So what can I infer from this red regression line?
What does it mean for the regression line to get positive residual values or negative residual values?
I know e.g. that I can infer that the more the line is near 0 the more "linear" the fit is.
So what can I infer from this red regression line?
What does it mean for the regression line to get positive residual values or negative residual values?
I know e.g. that I can infer that the more the line is near 0 the more "linear" the fit is.
The red line is a LOWESS fit to your residuals vs fitted plot. Basically, it's smoothing over the points to look for certain kinds of patterns in the residuals. For example, if you fit a linear regression on data that looked like $y = x^2$ you'd see a noticeable bowed shape. In this case it's pretty flat, which provides evidence that a linear model is reasonable.

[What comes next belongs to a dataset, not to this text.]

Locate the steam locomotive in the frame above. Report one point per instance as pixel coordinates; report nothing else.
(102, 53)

Remember that a residual is $e_i = y_i - \hat{y}_i$ which is the true $y_i$ minus what the regression estimates should be the outcome for point $i$. On your plot, this means that the point labeled 25 had a predicted value of about 525 but the residual was around -200, meaning its actual value was closer to 325.
In response to your comment asking more about the line: If the data is not linear, there will be a pattern to the residuals and this is one way of helping you see that. If your regression assumptions are met, you'll get a flat line, as any slice of your residuals should be mean zero (and often normally distributed).
Here is some example code to see what happens when assumptions are violated
x = 1:100
y1 = 10 * sin(2 * pi * x / 100) + rnorm(100)
y2 = (x / 10) ^ 2 + rnorm(100)
mod1 <- lm(y1 ~ x)
mod2 <- lm(y2 ~ x)
The plots for models 1 and 2 follow
Notice that the lines follow a different pattern depending on the deviation from linearity.